Blanc showed her his ID. ‘Sûreté, madame. We’re investigating the murder of James Cowell.’

‘Of course you are. You’d better come in.’ She stood aside to let them pass.

They walked into a large dining room that extended up into the roof space where huge Velux windows set into the slope of the roof allowed light to cascade into the room. An arched opening led through to a big, square kitchen with an island set at its centre. They never got any further than the dining room. Ariane Briand stood, almost barring their way to the rest of the house, her arms folded, defensive verging on hostile.
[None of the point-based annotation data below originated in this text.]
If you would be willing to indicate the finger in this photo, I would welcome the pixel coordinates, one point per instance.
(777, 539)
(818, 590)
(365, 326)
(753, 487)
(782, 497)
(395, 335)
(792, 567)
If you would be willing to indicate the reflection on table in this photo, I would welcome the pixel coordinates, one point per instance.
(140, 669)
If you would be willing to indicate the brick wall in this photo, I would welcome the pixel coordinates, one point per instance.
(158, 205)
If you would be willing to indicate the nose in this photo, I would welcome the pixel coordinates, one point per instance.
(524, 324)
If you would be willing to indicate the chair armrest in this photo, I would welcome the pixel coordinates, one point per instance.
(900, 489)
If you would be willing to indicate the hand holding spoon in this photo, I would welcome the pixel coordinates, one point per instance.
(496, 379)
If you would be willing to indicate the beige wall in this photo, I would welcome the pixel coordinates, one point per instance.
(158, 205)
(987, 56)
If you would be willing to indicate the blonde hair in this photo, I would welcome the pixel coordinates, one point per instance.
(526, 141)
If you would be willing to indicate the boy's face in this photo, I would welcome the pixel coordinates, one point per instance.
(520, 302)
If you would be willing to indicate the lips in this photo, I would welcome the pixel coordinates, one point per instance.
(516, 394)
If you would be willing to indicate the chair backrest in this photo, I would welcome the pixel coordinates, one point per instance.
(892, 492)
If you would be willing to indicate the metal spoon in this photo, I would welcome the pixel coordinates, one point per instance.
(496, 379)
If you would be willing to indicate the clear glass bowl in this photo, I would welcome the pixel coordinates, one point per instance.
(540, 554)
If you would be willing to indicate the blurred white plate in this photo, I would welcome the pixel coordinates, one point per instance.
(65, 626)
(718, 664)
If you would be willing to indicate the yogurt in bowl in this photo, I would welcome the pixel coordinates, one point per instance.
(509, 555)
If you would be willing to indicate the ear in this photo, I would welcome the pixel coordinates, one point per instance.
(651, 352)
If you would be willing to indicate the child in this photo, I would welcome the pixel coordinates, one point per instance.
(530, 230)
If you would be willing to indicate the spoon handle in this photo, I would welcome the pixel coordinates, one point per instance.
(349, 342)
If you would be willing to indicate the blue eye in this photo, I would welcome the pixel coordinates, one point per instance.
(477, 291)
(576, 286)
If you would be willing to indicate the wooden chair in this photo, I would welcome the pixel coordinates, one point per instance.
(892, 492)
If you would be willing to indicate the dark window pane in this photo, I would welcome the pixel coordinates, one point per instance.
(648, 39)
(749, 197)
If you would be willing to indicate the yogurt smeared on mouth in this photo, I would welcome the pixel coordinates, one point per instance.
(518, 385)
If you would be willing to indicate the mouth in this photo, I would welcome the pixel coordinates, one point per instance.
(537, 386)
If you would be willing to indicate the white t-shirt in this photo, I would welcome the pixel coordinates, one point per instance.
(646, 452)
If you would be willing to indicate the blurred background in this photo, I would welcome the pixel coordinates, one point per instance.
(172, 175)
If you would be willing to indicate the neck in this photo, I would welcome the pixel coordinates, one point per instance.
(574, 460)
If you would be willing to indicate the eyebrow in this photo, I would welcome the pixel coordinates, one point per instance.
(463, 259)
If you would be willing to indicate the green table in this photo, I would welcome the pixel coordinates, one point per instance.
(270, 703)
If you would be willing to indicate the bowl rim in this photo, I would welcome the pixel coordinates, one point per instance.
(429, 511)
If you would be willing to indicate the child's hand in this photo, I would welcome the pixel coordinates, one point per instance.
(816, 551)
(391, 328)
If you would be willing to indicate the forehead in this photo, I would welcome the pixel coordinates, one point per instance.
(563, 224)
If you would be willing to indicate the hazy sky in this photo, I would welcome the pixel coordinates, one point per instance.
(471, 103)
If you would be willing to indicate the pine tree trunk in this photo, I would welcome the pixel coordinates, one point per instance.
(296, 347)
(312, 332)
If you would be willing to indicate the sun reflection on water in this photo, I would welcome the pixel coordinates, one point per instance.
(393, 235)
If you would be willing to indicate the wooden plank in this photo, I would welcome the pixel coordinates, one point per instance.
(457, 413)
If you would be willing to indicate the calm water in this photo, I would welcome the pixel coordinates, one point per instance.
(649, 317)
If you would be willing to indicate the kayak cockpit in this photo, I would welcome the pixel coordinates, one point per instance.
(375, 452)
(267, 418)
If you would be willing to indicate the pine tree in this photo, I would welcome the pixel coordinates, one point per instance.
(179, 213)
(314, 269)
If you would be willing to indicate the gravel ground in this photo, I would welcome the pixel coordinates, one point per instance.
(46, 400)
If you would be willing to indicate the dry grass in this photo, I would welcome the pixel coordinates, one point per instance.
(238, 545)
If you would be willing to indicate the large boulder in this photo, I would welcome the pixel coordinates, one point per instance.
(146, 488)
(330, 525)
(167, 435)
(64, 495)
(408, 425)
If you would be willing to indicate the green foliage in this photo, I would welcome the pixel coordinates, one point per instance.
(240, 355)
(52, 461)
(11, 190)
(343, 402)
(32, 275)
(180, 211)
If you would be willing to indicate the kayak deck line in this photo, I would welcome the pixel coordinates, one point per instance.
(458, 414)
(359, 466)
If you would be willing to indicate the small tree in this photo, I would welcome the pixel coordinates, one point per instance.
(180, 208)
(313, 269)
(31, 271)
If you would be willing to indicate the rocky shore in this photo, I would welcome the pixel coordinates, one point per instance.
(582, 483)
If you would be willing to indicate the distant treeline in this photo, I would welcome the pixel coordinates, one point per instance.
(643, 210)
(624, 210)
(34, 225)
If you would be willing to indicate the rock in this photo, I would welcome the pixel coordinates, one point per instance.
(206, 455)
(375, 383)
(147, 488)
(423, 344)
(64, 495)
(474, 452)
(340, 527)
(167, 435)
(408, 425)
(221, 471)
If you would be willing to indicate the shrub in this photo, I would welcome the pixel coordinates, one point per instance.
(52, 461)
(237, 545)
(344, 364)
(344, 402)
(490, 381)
‘So …’ Blanc said. ‘Would you like to tell us where you’ve been for the last two days?’

‘Well, maybe you’d like to tell me why that’s any of your business.’

Blanc bristled. ‘Madame, you can answer my questions here or at the Sûreté. Your choice.’

She pursed her lips pensively, but if she was ruffled showed no sign of it. ‘I went shopping in Quebec City. Is that against the law?’